Dry Mesa Dinosaur Quarry Paleontological Site– the Dry mesa Quarry is a 55 acre site located within the Jurassic Morrison formation and contains fossils with a geologic age of approximately 150 million years.  The quarry is located 26 miles southwest of Delta on the Uncompahgre Plateau.  Excavation activity has yielded remains of many different kinds of extinct animals including partial skeletons of animals not previously known to science. The site was actively excavated from 1972-2000.

Ophir Needles – The Ophir Needles is a geologic formation within the San Juan Geographic area formed by alpine erosion etching out spectacular topographic spires from highly pointed intrusive rock.  This intrusion cuts sharply across a varied sequence of sedimentary and volcanic rocks and the discordant contracts are exceptionally displayed over a vertical range of about 1,000 feet.  This formation is 10 miles southwest of Telluride.  Ophir Needles is being nominated by the National Park Service for inclusion in the National Registry of Natural Landmarks.

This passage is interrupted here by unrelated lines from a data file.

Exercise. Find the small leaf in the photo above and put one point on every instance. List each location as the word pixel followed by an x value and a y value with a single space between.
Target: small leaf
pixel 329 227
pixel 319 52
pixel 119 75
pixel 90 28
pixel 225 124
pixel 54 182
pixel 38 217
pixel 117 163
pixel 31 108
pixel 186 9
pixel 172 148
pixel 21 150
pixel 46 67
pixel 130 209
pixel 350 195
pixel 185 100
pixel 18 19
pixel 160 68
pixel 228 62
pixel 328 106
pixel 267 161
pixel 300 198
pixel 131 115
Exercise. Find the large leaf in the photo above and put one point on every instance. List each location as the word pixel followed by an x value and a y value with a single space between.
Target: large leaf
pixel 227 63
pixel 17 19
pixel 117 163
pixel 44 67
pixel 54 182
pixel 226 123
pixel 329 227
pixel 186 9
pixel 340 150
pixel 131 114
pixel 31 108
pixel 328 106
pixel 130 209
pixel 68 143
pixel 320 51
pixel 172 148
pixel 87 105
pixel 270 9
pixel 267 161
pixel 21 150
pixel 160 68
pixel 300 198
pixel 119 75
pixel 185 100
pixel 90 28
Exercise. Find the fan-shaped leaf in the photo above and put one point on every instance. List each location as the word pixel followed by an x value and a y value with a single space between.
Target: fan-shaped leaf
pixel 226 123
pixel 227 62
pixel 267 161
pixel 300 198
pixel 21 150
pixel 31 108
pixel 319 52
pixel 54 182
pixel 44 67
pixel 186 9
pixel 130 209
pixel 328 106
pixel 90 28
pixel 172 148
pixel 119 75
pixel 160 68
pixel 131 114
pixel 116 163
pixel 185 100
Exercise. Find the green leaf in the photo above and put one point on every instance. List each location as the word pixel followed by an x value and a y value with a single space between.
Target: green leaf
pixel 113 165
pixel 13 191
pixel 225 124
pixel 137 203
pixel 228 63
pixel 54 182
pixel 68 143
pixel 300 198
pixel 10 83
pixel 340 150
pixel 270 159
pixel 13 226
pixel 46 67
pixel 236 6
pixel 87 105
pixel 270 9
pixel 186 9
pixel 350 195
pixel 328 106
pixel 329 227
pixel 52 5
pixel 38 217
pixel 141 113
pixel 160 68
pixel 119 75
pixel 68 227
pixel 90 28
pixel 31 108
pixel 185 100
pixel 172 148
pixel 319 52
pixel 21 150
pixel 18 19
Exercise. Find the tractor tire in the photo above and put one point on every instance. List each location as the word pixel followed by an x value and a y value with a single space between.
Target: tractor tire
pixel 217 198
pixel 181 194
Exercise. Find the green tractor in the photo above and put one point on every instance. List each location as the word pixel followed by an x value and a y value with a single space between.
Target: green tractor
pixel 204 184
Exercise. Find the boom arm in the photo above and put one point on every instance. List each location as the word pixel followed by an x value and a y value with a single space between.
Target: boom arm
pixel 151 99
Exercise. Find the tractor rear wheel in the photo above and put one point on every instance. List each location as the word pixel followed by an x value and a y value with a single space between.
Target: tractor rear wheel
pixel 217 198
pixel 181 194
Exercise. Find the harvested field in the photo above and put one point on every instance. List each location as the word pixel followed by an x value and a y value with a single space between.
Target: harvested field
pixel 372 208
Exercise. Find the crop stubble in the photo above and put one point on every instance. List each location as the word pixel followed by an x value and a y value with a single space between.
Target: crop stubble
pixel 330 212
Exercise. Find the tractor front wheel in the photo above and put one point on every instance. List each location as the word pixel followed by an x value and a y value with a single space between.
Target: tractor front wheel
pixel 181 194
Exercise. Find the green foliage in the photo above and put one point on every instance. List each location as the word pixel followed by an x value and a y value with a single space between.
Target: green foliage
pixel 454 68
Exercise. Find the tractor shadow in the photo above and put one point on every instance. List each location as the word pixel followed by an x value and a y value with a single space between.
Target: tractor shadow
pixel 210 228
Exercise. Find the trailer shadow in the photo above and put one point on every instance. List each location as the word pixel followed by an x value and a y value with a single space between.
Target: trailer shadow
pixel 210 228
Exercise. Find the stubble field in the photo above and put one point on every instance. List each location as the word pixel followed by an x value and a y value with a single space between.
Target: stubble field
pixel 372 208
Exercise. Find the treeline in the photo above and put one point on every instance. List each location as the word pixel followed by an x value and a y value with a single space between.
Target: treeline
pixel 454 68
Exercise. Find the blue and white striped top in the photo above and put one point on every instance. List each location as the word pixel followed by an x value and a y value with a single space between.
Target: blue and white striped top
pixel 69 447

Alpine Tunnel Historic District – The historic district is approximately 200 acres of National Forest System land.  It consists of three non-contiguous parcels of railroad that were built as part of the Denver, South Park, and Pacific Railroad.  With the tracks reaching 11,523 foot elevation, the Alpine Tunnel became the highest section of railroad in the world.  The Palisades parcel is known for its use of cribbing to stabilize the narrow points of the railroad route.  The district is located approximately 40 miles east of Gunnison along Forest Road 839.  The Alpine Tunnel has been nominated to the National Register of Historic Places.